As Obama’s health insurance legislation continues to roll out, we’ve seen Texas health insurance companies close and other insurers drop coverage they could no longer afford to offer. Federal health care reform isn’t just affecting Texas health insurance plans, of course, as negative reactions are taking place all across the country.
Last week President Obama was in Iowa to espouse his administration’s policies, including the increasingly unpopular health care law. As we’ve been hearing since before the legislation went into effect, Obama reiterated that individuals won’t have to change their insurance plan if they like the one they’ve got. In fact, according to Virginia Right, Obama said, “There’s nothing in the bill that says you have to change the health insurance that you’ve got right now…If you’ve got health care through your employer, that’s not going to change, except to make it a little bit safer and more secure.”
But The New York Times reported last week that The Principal Financial Group, an Iowa-based company that provides coverage to about 840,000 people, announced that it planned to stop selling health insurance. This is yet another sign of the backlash and upheaval emerging among insurers as the new federal health law starts to take effect.

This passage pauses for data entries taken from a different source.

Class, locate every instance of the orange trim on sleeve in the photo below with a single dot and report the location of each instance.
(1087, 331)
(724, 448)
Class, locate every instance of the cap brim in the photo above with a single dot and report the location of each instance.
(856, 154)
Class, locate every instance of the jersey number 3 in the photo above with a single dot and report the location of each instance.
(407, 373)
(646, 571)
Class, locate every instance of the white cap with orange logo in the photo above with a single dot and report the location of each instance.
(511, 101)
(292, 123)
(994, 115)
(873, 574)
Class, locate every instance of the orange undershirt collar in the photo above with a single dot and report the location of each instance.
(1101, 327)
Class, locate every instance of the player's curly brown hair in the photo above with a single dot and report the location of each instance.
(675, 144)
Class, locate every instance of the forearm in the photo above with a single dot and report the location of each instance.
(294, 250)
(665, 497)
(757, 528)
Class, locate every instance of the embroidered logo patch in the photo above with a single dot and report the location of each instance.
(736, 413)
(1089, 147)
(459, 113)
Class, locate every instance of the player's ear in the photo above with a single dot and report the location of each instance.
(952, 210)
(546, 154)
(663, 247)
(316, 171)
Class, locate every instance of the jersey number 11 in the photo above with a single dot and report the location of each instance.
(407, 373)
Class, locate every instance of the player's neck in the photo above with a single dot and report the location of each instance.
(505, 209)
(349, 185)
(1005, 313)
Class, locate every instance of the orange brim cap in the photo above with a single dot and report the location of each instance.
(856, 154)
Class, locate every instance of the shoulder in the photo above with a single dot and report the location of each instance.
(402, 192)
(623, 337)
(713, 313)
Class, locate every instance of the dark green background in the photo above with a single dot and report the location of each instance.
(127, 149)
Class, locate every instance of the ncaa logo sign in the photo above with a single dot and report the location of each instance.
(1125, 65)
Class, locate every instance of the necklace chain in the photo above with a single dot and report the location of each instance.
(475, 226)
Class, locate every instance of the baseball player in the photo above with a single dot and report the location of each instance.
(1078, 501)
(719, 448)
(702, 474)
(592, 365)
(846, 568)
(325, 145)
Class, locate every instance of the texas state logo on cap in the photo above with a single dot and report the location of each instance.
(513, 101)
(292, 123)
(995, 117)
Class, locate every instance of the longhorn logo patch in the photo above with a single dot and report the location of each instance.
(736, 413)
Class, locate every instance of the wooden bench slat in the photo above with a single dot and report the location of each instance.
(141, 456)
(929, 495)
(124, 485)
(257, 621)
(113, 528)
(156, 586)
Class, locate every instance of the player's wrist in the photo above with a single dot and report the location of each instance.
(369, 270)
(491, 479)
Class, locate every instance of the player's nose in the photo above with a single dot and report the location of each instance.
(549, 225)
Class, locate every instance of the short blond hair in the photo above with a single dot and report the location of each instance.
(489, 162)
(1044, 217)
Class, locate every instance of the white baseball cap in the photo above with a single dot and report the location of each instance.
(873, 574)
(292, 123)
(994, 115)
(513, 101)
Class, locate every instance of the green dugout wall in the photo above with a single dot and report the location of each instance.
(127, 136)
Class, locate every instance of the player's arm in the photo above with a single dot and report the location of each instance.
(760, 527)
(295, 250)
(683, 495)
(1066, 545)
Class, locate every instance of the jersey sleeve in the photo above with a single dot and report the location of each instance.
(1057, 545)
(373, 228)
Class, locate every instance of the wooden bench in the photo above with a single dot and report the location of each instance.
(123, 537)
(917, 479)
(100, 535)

So despite the President assuring Iowans that they can keep the health insurance they currently have, 840,000 people in that state won’t be able to keep their plan. This isn’t just happening in Iowa or Texas; it’s happening all over the country, as insurers find ObamaCare’s strict regulations too imposing to meet.
Congressional Republicans proposed some alternatives to ObamaCare, but for now, at least, we’re in the middle of it. Several reforms have already gone into effect, while many more will roll out over the next several years. We’ll keep watching and waiting to see how the monumental legislation will affect peoples’ ability to get affordable health insurance in Texas and other states across the nation.